While the vast majority of assisted living facilities do their best to keep their residents safe and secure, there are unfortunate cases where staff members are allowed or enabled to abuse their elderly residents. When this occurs, knowing how to understand signs of abuse, and what to do to hold abusers accountable, is absolutely crucial. Doing so can ensure you get your elderly loved one out of harm’s way as quickly as humanly possible. Additionally, it can help you determine whether you or your loved one may be entitled to financial compensation for the damages that you’ve suffered.
What Forms of Assisted Living Abuse Exist?
Abuse in assisted living can take the form of physical, sexual, or mental harm. Residents who are the victims of financial exploitation or neglect also experience assisted living abuse. Abuse at assisted living facilities is even occasionally brought on by the resident’s family members. Understanding the complexities of these forms of abuse can help you protect your elderly loved one from experiencing abuse at their assisted living facility. There are a lot of nuances that can exist when examining whether abuse is happening at an assisted living facility, so the help of an assisted living facility attorney can help you navigate these scenarios in a safer, more effective fashion.

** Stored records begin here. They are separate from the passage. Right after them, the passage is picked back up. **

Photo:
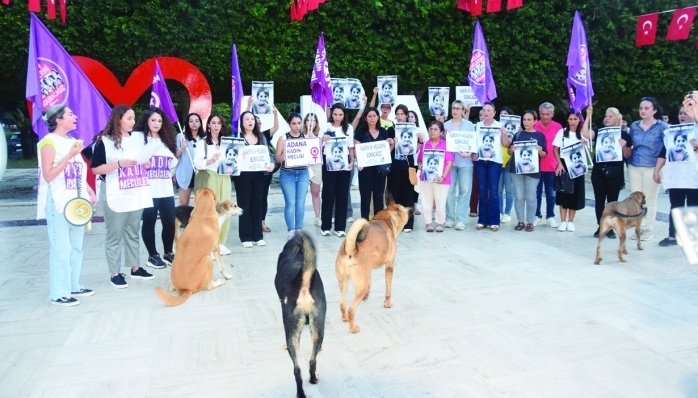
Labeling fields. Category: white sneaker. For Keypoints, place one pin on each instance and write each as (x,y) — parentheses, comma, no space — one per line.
(224,250)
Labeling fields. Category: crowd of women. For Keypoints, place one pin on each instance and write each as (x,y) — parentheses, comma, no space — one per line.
(133,189)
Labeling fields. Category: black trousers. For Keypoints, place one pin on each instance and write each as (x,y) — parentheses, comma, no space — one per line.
(335,192)
(402,190)
(265,194)
(371,185)
(249,186)
(680,197)
(166,208)
(606,190)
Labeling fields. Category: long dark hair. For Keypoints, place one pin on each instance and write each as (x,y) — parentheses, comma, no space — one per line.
(257,131)
(223,132)
(166,133)
(112,130)
(188,134)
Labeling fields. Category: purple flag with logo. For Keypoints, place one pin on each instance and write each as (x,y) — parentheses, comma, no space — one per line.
(160,97)
(320,88)
(480,75)
(238,94)
(53,78)
(578,68)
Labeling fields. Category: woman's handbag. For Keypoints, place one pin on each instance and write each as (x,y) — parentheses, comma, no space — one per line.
(564,184)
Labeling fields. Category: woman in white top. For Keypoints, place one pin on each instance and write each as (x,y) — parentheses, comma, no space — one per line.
(157,128)
(186,145)
(571,134)
(126,193)
(62,170)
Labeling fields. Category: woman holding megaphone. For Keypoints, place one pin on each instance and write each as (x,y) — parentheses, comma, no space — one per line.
(62,179)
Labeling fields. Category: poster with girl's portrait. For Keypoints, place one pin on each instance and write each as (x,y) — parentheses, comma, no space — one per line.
(608,145)
(438,101)
(489,144)
(387,90)
(526,157)
(433,161)
(512,123)
(575,157)
(405,140)
(263,94)
(676,142)
(230,151)
(336,154)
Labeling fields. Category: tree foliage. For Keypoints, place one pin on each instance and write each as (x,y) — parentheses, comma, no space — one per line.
(424,42)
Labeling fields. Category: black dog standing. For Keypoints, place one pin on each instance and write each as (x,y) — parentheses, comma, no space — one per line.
(302,297)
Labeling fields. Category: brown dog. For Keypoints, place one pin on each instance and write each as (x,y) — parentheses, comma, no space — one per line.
(368,245)
(620,216)
(192,268)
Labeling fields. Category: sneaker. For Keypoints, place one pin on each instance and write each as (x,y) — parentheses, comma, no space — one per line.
(668,242)
(83,292)
(118,281)
(168,258)
(65,302)
(140,273)
(156,262)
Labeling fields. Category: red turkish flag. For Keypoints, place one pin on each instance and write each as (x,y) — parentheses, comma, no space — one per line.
(494,5)
(646,29)
(681,23)
(511,4)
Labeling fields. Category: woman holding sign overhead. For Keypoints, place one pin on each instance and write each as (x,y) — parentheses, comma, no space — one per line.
(372,178)
(293,180)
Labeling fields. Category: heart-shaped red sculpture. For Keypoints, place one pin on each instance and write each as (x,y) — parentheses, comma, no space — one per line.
(142,78)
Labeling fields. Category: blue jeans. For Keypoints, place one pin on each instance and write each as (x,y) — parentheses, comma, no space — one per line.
(458,201)
(506,184)
(65,251)
(294,185)
(488,174)
(547,178)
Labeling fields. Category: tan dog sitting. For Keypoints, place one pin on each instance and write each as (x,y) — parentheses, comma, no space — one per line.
(620,216)
(192,268)
(369,245)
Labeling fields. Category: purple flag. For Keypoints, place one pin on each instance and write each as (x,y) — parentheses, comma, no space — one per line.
(320,87)
(53,78)
(578,69)
(238,94)
(480,75)
(160,97)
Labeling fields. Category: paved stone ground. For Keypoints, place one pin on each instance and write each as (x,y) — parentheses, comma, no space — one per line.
(476,314)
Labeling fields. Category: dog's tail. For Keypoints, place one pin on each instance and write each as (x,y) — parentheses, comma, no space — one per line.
(171,300)
(620,215)
(357,232)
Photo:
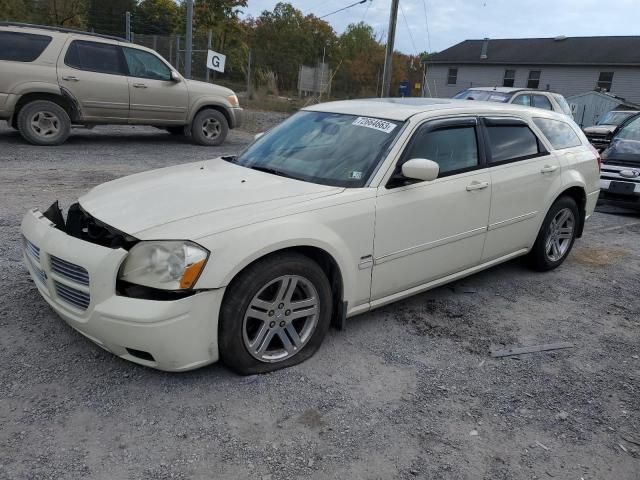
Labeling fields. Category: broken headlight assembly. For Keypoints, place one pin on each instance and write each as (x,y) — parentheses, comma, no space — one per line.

These are a few of the most common scenarios of these types of abuse. Psychological abuse typically occurs via bullying, verbal abuse, harassment, and forced social isolation. General neglect typically occurs when residents are experiencing a lack of treatment, or the facility being used to house them is not lawfully maintained. Financial exploitation typically occurs when residents have their finances exploited by either a family member or the assisted living facility that houses them. Sexual abuse typically occurs when a staff member or fellow assisted living member committed non-consensual sexual acts against a resident. Lastly, physical abuse typically includes hitting, slapping, forcible restraint, food withholding, and other physically damaging acts.
Spotting Potential Signs of Assisted Living Abuse
Abuse in assisted care facilities frequently goes unreported for a long time, which can in turn cause issues with getting it handled, and seeking legal action against abusive staff members. People who have family members who live in assisted living homes should go there frequently, so they can ensure their family members are being taken care of properly, and are not being abused.
Abuse victims who live in assisted living facilities frequently keep these facts to themselves. A person may conceal facts because of embarrassment, fear, or the inability to report abuse owing to a handicap, infirmity, or lack of phone access. Families can spot assisted living abuse of their loved ones by seeing specific warning flags. The more educated you are about the signs you should watch out for, the more effectively you can protect your loved one (and other residents) from an abusive assisted living facility’s staff members. You should be watching out for excessive restraints, poor hygiene, improperly maintained facilities, intimidating staff behavior, sudden social isolation, drastic mood changes, unexplained injuries, rapid weight loss, and other mental health disturbances.
Reporting and Filing an Assisted Living Abuse Lawsuit
Filing a report regarding suspected (or known) assisted living facility elderly abuse is the first step you should take. Residents or their family members should notify the state’s long-term care ombudsman if serious assisted living abuse happens in a facility. Investigations into allegations of abuse in long-term care facilities are carried out by the state’s long-term care ombudsman. On behalf of the victim, the ombudsman may get in touch with the adult protective services organization. If not, the occupants or their relatives ought to.
An assisted living abuse attorney needs to be contacted right away once the resident is no longer in immediate danger. The victim and the victim’s family’s legal rights might be discussed with the aid of an assisted living abuse attorney. State rules on assisted living differ from one another. A knowledgeable assisted living abuse attorney may advise clients on when and how to file a case by each state’s legal requirements. An attorney who specializes in representing victims of assisted living abuse can aid them in obtaining financial recompense for their suffering and medical expenses.
Keep Your Loved One Safe
By using the handy information in this guide, you can more effectively keep your loved one protected from potential abuse and abusers. The more proactive you are, the better. Taking care of elderly individuals is no easy task, but your loved one deserves the best, most respectful care possible when they entrust their life to an assisted living facility.